Er schüttelte lachend den Kopf. »Geht nicht«, meinte er. »So viel Fantasie habe ich nicht.« Plötzlich kam ihm der rettende Gedanke. »Vielleicht sollte ich Ihnen einfach schildern, wie unser Modell Finanzblasen erkennt.«

Sie nickte stumm. Langsam und konzentriert, auf jedes Wort bedacht, erklärte er den Algorithmus Schritt für Schritt, mit dem seine Software das Börsengeschehen analysierte. Manchmal stockte er, musste einen Satz in anderen Worten, ohne Fachbegriffe, neu formulieren. Die Aufgabe war schwierig, aber mit der Zeit fiel es ihm leichter, selbstverständliche Begriffe wie ›nichtlineare Abhängigkeit‹, ›Randverteilung‹ und ›schiefe Pareto-Distribution‹ zu meiden. Das Mäuschen hörte zu und machte brav Notizen, sodass er am Ende überzeugt war, die allgemein verständliche Sprache gefunden zu haben, die sie erwartete.

»Ausgezeichnet«, sagte sie schließlich lächelnd. »Sehen Sie, Sie haben doch genügend Fantasie.«

»Und das, obwohl ich leider keine kleine Schwester habe.«

»Ich weiß.«

»Sie wissen?«

»Aber sicher. Ich muss wissen, wen ich vor mir habe, wenn ich jemanden interviewe. Berufskrankheit. «

»Na gut, ist ja nicht gerade ein Geheimnis, dass ich als verwöhntes Einzelkind aufgewachsen bin.«

»Verwöhnt ist mir neu«, schmunzelte sie. »Darf ich das notieren?« Scherzhaft zückte sie den Stift.

Sie saßen immer noch in der Cafeteria. Ab und zu tauchte ein Student oder eine Assistentin auf, streifte seinen auffallenden Besuch mit einem neugierigen Blick und widmete sich dann der spärlichen Auslage. Er nahm an, alles gesagt zu haben und schlug vor, ihr das Modell in Aktion zu zeigen. Schon wollte er sich erheben, als sie ihn mit einer weiteren Frage überraschte:

»Was mich noch interessiert: Welche Daten verwenden Sie?«

»Preisfeeds von Reuters und Börsen, Webpages, Twitter, das halbe Internet.«

»Was ich meine: kann Ihr Modell erkennen, wo eine Blase entsteht, wer sie sozusagen verursacht?«

»Nein«, antwortete er verblüfft. »Die Frage hat sich bis jetzt nicht gestellt. Allerdings …«

»Ja?«

Täuschte er sich, oder hing sie jetzt an seinen Lippen, als wäre dies die wichtigste aller Fragen? »Ein sehr interessanter Hinweis, den Sie mir da geben«, antwortete er zögernd. »Ich glaube, es sollte möglich sein, Aussagen in dieser Richtung zu machen, wenn man die geeigneten Daten hat.«

»Was heißt geeignet?

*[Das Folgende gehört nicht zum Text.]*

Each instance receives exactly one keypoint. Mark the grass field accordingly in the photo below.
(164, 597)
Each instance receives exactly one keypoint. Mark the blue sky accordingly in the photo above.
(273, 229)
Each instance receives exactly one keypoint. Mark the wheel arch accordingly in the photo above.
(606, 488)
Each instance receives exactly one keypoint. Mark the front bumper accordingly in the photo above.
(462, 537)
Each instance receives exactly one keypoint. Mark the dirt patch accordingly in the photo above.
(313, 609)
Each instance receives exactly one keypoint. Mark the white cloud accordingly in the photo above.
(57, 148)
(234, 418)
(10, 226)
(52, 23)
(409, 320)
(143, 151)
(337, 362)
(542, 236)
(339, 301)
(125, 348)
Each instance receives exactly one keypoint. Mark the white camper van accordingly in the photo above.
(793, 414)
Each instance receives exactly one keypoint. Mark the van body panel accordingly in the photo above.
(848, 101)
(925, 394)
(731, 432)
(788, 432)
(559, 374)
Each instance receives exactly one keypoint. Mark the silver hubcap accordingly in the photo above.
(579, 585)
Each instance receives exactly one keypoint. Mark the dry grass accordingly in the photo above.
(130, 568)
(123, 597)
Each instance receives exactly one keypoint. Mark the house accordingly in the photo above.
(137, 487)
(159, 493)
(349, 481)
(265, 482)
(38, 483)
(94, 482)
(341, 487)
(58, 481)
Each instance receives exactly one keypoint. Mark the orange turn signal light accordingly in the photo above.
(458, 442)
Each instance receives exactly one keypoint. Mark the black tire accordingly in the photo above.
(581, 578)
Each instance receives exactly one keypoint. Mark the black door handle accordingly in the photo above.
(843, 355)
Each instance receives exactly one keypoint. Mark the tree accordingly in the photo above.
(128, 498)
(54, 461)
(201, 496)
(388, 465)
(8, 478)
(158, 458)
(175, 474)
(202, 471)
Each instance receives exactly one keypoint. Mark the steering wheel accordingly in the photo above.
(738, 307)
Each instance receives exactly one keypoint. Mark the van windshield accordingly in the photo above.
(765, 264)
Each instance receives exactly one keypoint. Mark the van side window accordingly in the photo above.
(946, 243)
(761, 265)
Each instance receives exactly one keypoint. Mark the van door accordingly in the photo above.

Bankdaten zum Beispiel – SWIFT?«

Er starrte sie mit offenem Mund an. Es war, als stießen sie übergangslos von harmloser Unterhaltung in die Tiefen des Modells vor, die zu verstehen nur Spezialisten vorbehalten war. »Sie – ja – das wäre möglich«, stammelte er. »Was – warum interessiert Sie das?«

Sie schaute ihn nachdenklich an. »Ich glaube, wir sollten das doch besser in Ihrem Büro besprechen«, meinte sie.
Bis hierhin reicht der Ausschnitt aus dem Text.